Learning to take advantage of opportunities in the global financial markets while managing the associated risks is the aim of this advanced finance subject. The primary themes include understanding the nature of international financial markets, risk management and hedging by firms with international operations, the advantages and disadvantages of the diverse sources of funds available from international financial markets and issues related to cross-border and multi-currency valuation. You will apply theoretical frameworks to analyse the macroeconomic environment of international finance and employ an array of financial instruments and tools for managing foreign exchange and country risk, raising capital in the global financial markets and valuing cross-border investments. The case method is central to the learning approach used in this subject, highlighting a number of contemporary organisations and issues in international finance.
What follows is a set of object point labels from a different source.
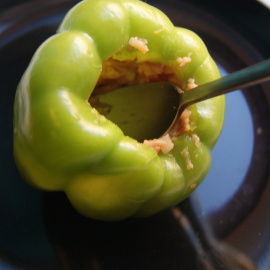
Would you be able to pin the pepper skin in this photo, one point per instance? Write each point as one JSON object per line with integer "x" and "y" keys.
{"x": 61, "y": 143}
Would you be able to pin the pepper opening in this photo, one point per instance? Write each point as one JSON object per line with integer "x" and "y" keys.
{"x": 119, "y": 74}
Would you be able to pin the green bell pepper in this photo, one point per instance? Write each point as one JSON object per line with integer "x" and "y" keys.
{"x": 61, "y": 143}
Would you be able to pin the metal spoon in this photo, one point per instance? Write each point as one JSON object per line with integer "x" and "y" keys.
{"x": 148, "y": 111}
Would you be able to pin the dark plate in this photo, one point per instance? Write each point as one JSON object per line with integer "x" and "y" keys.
{"x": 225, "y": 224}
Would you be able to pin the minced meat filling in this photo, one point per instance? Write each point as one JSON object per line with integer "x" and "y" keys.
{"x": 116, "y": 74}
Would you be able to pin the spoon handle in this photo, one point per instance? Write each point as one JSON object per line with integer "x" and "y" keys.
{"x": 240, "y": 79}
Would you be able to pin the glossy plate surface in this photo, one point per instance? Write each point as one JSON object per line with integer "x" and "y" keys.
{"x": 225, "y": 224}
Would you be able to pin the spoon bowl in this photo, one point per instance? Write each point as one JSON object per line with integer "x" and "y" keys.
{"x": 151, "y": 110}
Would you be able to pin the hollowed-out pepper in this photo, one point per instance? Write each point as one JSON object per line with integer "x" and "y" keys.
{"x": 61, "y": 143}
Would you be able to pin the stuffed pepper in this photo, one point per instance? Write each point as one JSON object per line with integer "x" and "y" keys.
{"x": 62, "y": 143}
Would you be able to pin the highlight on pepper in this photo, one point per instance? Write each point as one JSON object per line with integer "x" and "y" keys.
{"x": 62, "y": 143}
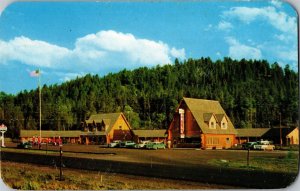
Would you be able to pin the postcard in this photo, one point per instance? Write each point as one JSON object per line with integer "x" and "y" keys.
{"x": 149, "y": 95}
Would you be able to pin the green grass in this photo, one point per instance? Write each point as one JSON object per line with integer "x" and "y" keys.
{"x": 37, "y": 177}
{"x": 289, "y": 163}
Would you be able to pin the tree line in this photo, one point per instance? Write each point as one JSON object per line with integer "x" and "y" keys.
{"x": 253, "y": 93}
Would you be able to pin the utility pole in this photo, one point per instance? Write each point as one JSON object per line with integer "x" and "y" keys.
{"x": 280, "y": 130}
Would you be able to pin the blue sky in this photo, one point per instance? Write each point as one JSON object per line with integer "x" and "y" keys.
{"x": 71, "y": 39}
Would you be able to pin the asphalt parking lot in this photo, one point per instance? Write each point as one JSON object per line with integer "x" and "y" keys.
{"x": 173, "y": 156}
{"x": 184, "y": 164}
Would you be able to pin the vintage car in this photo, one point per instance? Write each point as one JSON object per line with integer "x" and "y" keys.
{"x": 264, "y": 145}
{"x": 142, "y": 144}
{"x": 114, "y": 144}
{"x": 249, "y": 145}
{"x": 24, "y": 145}
{"x": 155, "y": 145}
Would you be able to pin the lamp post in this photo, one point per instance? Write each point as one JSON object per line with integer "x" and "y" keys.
{"x": 280, "y": 129}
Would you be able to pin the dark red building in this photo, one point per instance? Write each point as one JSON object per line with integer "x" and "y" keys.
{"x": 201, "y": 123}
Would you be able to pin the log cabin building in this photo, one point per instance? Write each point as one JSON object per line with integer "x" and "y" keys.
{"x": 155, "y": 135}
{"x": 201, "y": 123}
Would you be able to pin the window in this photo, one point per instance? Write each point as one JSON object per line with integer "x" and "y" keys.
{"x": 224, "y": 125}
{"x": 212, "y": 141}
{"x": 227, "y": 140}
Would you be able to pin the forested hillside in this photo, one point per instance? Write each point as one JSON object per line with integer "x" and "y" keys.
{"x": 253, "y": 93}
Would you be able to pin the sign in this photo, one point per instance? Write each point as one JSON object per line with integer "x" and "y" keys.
{"x": 181, "y": 113}
{"x": 3, "y": 127}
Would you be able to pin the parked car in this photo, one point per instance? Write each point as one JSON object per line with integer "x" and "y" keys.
{"x": 249, "y": 145}
{"x": 155, "y": 145}
{"x": 24, "y": 145}
{"x": 264, "y": 145}
{"x": 114, "y": 144}
{"x": 127, "y": 144}
{"x": 142, "y": 144}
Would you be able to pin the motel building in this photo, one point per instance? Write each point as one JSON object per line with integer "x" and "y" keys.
{"x": 202, "y": 124}
{"x": 105, "y": 128}
{"x": 98, "y": 129}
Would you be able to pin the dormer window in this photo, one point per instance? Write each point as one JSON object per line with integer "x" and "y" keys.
{"x": 224, "y": 125}
{"x": 212, "y": 125}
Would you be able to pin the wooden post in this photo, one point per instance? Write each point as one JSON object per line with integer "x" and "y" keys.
{"x": 280, "y": 130}
{"x": 248, "y": 157}
{"x": 60, "y": 169}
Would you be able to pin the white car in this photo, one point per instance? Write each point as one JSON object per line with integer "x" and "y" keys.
{"x": 264, "y": 145}
{"x": 114, "y": 144}
{"x": 142, "y": 144}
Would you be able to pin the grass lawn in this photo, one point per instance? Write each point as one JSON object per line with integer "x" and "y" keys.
{"x": 288, "y": 163}
{"x": 36, "y": 177}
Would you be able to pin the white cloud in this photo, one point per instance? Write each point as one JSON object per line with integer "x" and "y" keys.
{"x": 278, "y": 19}
{"x": 64, "y": 77}
{"x": 209, "y": 27}
{"x": 284, "y": 38}
{"x": 290, "y": 55}
{"x": 224, "y": 25}
{"x": 32, "y": 52}
{"x": 240, "y": 51}
{"x": 102, "y": 51}
{"x": 276, "y": 3}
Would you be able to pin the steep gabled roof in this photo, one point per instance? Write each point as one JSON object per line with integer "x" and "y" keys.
{"x": 108, "y": 119}
{"x": 207, "y": 116}
{"x": 49, "y": 133}
{"x": 150, "y": 133}
{"x": 200, "y": 107}
{"x": 252, "y": 132}
{"x": 220, "y": 117}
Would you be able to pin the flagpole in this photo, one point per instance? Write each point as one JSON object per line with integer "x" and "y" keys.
{"x": 40, "y": 105}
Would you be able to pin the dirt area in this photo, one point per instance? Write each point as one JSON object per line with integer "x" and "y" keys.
{"x": 29, "y": 176}
{"x": 266, "y": 169}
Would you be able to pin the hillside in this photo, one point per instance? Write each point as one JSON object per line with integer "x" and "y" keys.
{"x": 253, "y": 93}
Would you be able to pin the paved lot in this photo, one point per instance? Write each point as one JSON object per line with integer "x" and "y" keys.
{"x": 184, "y": 164}
{"x": 164, "y": 156}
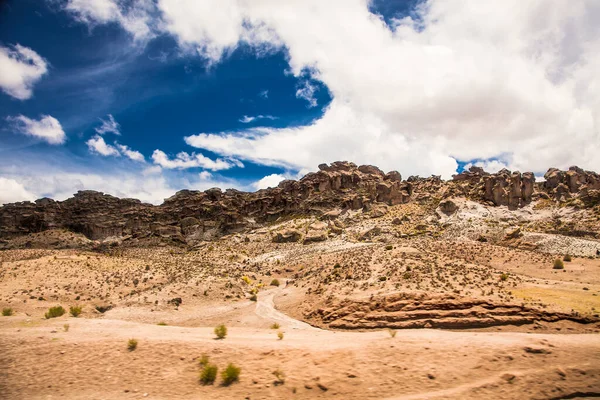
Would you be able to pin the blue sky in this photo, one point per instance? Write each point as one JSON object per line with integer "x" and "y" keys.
{"x": 141, "y": 98}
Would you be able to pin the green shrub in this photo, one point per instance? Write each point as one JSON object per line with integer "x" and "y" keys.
{"x": 208, "y": 374}
{"x": 75, "y": 311}
{"x": 221, "y": 331}
{"x": 203, "y": 360}
{"x": 54, "y": 312}
{"x": 279, "y": 377}
{"x": 230, "y": 374}
{"x": 132, "y": 344}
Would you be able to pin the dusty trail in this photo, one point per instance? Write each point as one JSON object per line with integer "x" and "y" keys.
{"x": 265, "y": 308}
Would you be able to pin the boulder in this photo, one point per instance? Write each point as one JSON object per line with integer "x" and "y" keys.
{"x": 287, "y": 236}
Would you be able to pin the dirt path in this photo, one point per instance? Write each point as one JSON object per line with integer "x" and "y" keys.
{"x": 265, "y": 308}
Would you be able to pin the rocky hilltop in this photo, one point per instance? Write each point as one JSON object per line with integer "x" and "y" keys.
{"x": 192, "y": 216}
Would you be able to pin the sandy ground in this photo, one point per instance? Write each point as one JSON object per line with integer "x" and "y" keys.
{"x": 40, "y": 360}
{"x": 132, "y": 293}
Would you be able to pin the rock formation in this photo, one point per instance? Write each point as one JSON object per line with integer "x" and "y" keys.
{"x": 191, "y": 216}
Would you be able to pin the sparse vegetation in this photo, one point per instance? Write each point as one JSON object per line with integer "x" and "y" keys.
{"x": 75, "y": 311}
{"x": 221, "y": 331}
{"x": 54, "y": 312}
{"x": 230, "y": 374}
{"x": 208, "y": 373}
{"x": 279, "y": 377}
{"x": 203, "y": 360}
{"x": 132, "y": 344}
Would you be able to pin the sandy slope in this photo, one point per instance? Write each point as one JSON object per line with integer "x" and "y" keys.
{"x": 39, "y": 360}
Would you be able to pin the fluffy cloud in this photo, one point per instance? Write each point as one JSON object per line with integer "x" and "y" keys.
{"x": 268, "y": 181}
{"x": 136, "y": 17}
{"x": 446, "y": 84}
{"x": 109, "y": 125}
{"x": 12, "y": 191}
{"x": 97, "y": 145}
{"x": 184, "y": 160}
{"x": 456, "y": 80}
{"x": 47, "y": 128}
{"x": 131, "y": 154}
{"x": 246, "y": 119}
{"x": 21, "y": 68}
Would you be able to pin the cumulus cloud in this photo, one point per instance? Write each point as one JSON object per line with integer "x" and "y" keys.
{"x": 307, "y": 92}
{"x": 21, "y": 69}
{"x": 12, "y": 191}
{"x": 131, "y": 154}
{"x": 97, "y": 145}
{"x": 136, "y": 16}
{"x": 109, "y": 125}
{"x": 268, "y": 181}
{"x": 456, "y": 80}
{"x": 184, "y": 160}
{"x": 47, "y": 128}
{"x": 444, "y": 85}
{"x": 247, "y": 119}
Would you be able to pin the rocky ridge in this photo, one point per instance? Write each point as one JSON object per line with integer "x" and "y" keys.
{"x": 192, "y": 216}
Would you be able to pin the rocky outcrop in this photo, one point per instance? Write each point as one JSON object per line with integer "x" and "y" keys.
{"x": 422, "y": 310}
{"x": 563, "y": 184}
{"x": 190, "y": 216}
The material draws on and extends theories and concepts from previous subjects to provide an in-depth understanding of the themes noted above.
|Faculty||Bond Business School|
1. Demonstrate knowledge of basic theorems of exchange rate determination, interest rates and inflation and the role of arbitrage in keeping the foreign exchange market efficient.
2. Apply knowledge of foreign exchange hedging to identify and manage the foreign exchange risks faced by globally active firms.
3. Demonstrate the ability to select global financing strategies and propose solutions that will take advantage of opportunities in the global financial markets to the benefit of relevant stakeholders.
4. Demonstrate the ability to deliver an effective oral presentation with appropriate visuals.
5. Demonstrate the ability to produce a clear and concise written report that demonstrates higher order understanding of key concepts in international finance.
6. Demonstrate the ability to work in a team setting to coordinate analysis of a case study to arrive at a sound financial decision regarding an issue in capital raising and international valuation.
Assumed knowledge is the minimum level of knowledge of a subject area that students are assumed to have acquired through previous study. It is the responsibility of students to ensure they meet the assumed knowledge expectations of the subject. Students who do not possess this prior knowledge are strongly recommended against enrolling and do so at their own risk. No concessions will be made for students’ lack of prior knowledge.
Assumed Prior Learning (or equivalent):
Students must have completed 120 credit points prior to enrolling.